Last week, when DCist met with Michael Janis at the Washington Glass School, the studio was abuzz with artists working. Janis’ colleagues Tim Tate and Erwin Timmers were there working on their own projects, and the team was preparing for several upcoming events: this Saturday’s Gateway Arts District Open Studios, the many glass events at Artomatic, and the June 4 grand opening of their public art project at Ballston Liberty Plaza, as well as their regular regimen of teaching classes, creating artwork, and displaying in galleries nationwide.
At WSG, Janis and his colleagues encourage innovation in classes and in their own work.
You learn technique. You learn the craft. Now, what are you going to do with it? You can just make the most pretty, decorative bowls, but you can also start saying, ‘once you learn the technique, you might want to add more of yourself to that piece, and where do you go from there once you learn it?’… It’s a lot of fun to see these people take it through and see where … they find their voice, and how much they explore with it.
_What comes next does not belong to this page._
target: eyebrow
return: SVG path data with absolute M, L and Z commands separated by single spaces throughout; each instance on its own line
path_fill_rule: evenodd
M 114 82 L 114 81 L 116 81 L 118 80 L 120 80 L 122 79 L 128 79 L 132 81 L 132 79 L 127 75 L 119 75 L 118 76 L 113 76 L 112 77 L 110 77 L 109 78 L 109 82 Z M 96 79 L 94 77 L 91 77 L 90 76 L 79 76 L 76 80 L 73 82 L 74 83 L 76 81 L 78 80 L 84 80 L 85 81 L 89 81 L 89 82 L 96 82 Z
Sometimes in my classes, I’ll actually step away when they’re doing something I consider so wrong, because I think that there actually might actually be an idea in there. And, I’ll let them do it wrong, and it will come out completely against the way they are thinking about it, and I’ll say, ‘Stop thinking about that it’s wrong. Think about what you just made. Reevaluate…Don’t worry about the flaws; actually embrace them as part of the piece.
Janis applies this way of thinking to his work as well, stating, “Sometimes a failure is not really a failure, it’s only how you categorized it. The piece there is actually a failure when I pulled from the kiln, this Submergence of Ophelia (pictured). I had intended there to be the thinnest, finest line.” After hiding the piece away, he brought it out again to reevaluate, and realized the piece works despite his original intention.